All that is mine is not me

In a scathing, yet beautiful and painless dissection of the human personality, Sri Adi Sankaracharya completes a very subtle description of the gross, subtle and causal bodies in the Tatwa Bodha.

In a scathing, yet beautiful and painless dissection of the human personality, Sri Adi Sankaracharya completes a very subtle description of the gross, subtle and causal bodies in the Tatwa Bodha. The acharya mentions all these in detail, not exactly to marvel at the beauty of creation of the physical, mental and the body of our basic qualities, but to identify and realise that all these are not me.
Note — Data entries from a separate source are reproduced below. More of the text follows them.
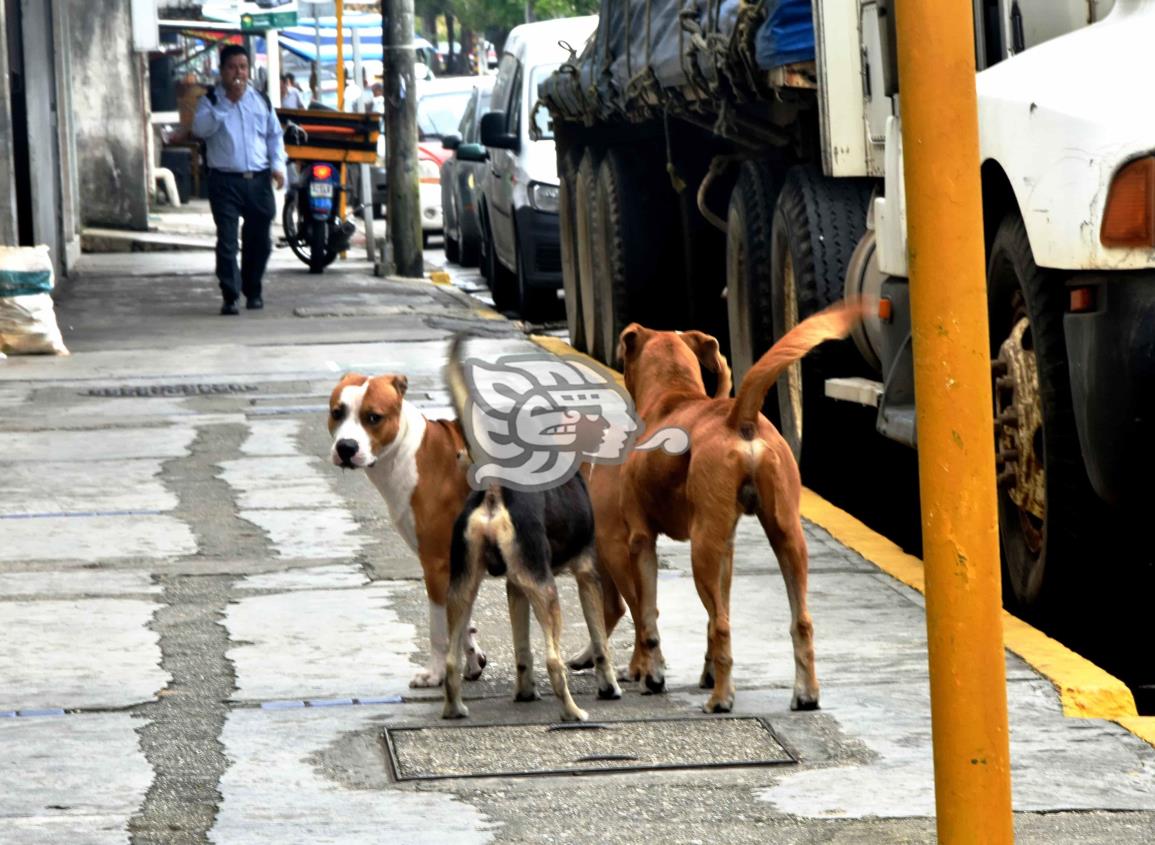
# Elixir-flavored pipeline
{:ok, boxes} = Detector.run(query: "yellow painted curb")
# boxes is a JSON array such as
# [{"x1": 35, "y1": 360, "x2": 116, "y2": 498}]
[
  {"x1": 800, "y1": 487, "x2": 1141, "y2": 725},
  {"x1": 530, "y1": 333, "x2": 1147, "y2": 740},
  {"x1": 429, "y1": 270, "x2": 451, "y2": 285},
  {"x1": 472, "y1": 302, "x2": 506, "y2": 321},
  {"x1": 529, "y1": 334, "x2": 626, "y2": 386},
  {"x1": 1116, "y1": 717, "x2": 1155, "y2": 747}
]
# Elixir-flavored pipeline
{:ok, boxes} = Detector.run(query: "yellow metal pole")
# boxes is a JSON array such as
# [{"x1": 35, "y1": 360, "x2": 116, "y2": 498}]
[
  {"x1": 893, "y1": 1, "x2": 1014, "y2": 841},
  {"x1": 336, "y1": 0, "x2": 345, "y2": 110}
]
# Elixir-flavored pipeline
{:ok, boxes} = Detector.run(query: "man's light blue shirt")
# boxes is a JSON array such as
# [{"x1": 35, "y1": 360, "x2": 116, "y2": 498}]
[{"x1": 191, "y1": 84, "x2": 286, "y2": 175}]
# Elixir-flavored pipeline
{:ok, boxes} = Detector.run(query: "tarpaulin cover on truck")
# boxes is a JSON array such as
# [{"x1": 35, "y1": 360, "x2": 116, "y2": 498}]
[
  {"x1": 757, "y1": 0, "x2": 815, "y2": 67},
  {"x1": 539, "y1": 0, "x2": 815, "y2": 127}
]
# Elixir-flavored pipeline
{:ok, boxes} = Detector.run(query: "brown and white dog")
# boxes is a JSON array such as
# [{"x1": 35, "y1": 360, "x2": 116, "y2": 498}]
[
  {"x1": 327, "y1": 373, "x2": 487, "y2": 687},
  {"x1": 583, "y1": 302, "x2": 864, "y2": 713}
]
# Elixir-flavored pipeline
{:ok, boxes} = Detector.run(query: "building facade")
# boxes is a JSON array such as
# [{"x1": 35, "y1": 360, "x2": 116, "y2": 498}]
[{"x1": 1, "y1": 0, "x2": 151, "y2": 279}]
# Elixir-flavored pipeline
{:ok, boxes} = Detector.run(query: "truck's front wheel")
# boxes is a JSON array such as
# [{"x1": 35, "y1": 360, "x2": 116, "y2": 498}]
[{"x1": 987, "y1": 215, "x2": 1096, "y2": 616}]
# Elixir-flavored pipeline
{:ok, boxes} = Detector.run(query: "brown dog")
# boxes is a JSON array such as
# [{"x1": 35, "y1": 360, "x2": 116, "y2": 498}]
[
  {"x1": 581, "y1": 302, "x2": 863, "y2": 713},
  {"x1": 327, "y1": 373, "x2": 487, "y2": 688}
]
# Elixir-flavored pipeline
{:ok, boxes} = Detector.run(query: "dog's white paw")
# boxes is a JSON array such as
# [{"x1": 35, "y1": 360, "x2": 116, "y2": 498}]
[
  {"x1": 561, "y1": 706, "x2": 589, "y2": 723},
  {"x1": 442, "y1": 699, "x2": 469, "y2": 719},
  {"x1": 409, "y1": 667, "x2": 445, "y2": 688}
]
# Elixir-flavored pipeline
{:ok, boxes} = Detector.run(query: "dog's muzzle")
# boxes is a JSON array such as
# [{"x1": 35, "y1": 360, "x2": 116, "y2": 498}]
[{"x1": 334, "y1": 438, "x2": 361, "y2": 468}]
The master says that we know ourselves as the body and hence we say, “this is my body, these are my vital energy sources, this is my mind, this is my intellect and to top it all, this is my ignorance”. The teacher uses a beautiful simile here. We know all these aspects of our personality as “mine”, just as we may say, “these are my bangles”, “this is my ear-ring”, or “this is my house”. When it comes to these objects, whatever we claim as belonging to us is not us. We do not say “I am this bangle, I am this earring or I am this house!” Poets who are given the liberty of poetic fallacy are exempt from this, of course. Generally though, we do not have such a grossly wrong mis-identification with objects.

In the same way, the acharya says, whatever we know as “mine”, and is different from us and exists as an object of perception and can be identified as distinctly different from oneself is not me. It is not the atma, self or I.

What is the use of this distinction? Most of our problems in life come out of this mis-identification. If a mother is facing trouble with her child, a little analysis will show that she herself is a composition of the body, mind and intellect which are subject to the permutation and combination of the qualities of light, agitation and inertia, and her child is also an innocuous self, clothed again with the body, mind and intellect, which have their nature of inertia, restlessness and divine expression. When this truth is known and not just known, but experienced moment to moment, all the anxieties the mother experiences are in a moment smoothened out. She realises that she is the unchanging and eternal self which exists, is aware that it exists and is happy in its mere nature of existence.

The child too who may be giving her a difficult time is in essence this existence, knowledge and bliss. The remaining tantrums and troubles are due to the forces of rajas and tamas, which will anyway play out its natural qualities and nothing much can be done about it, except managing them. Life becomes stress-free in a jiffy with this knowledge.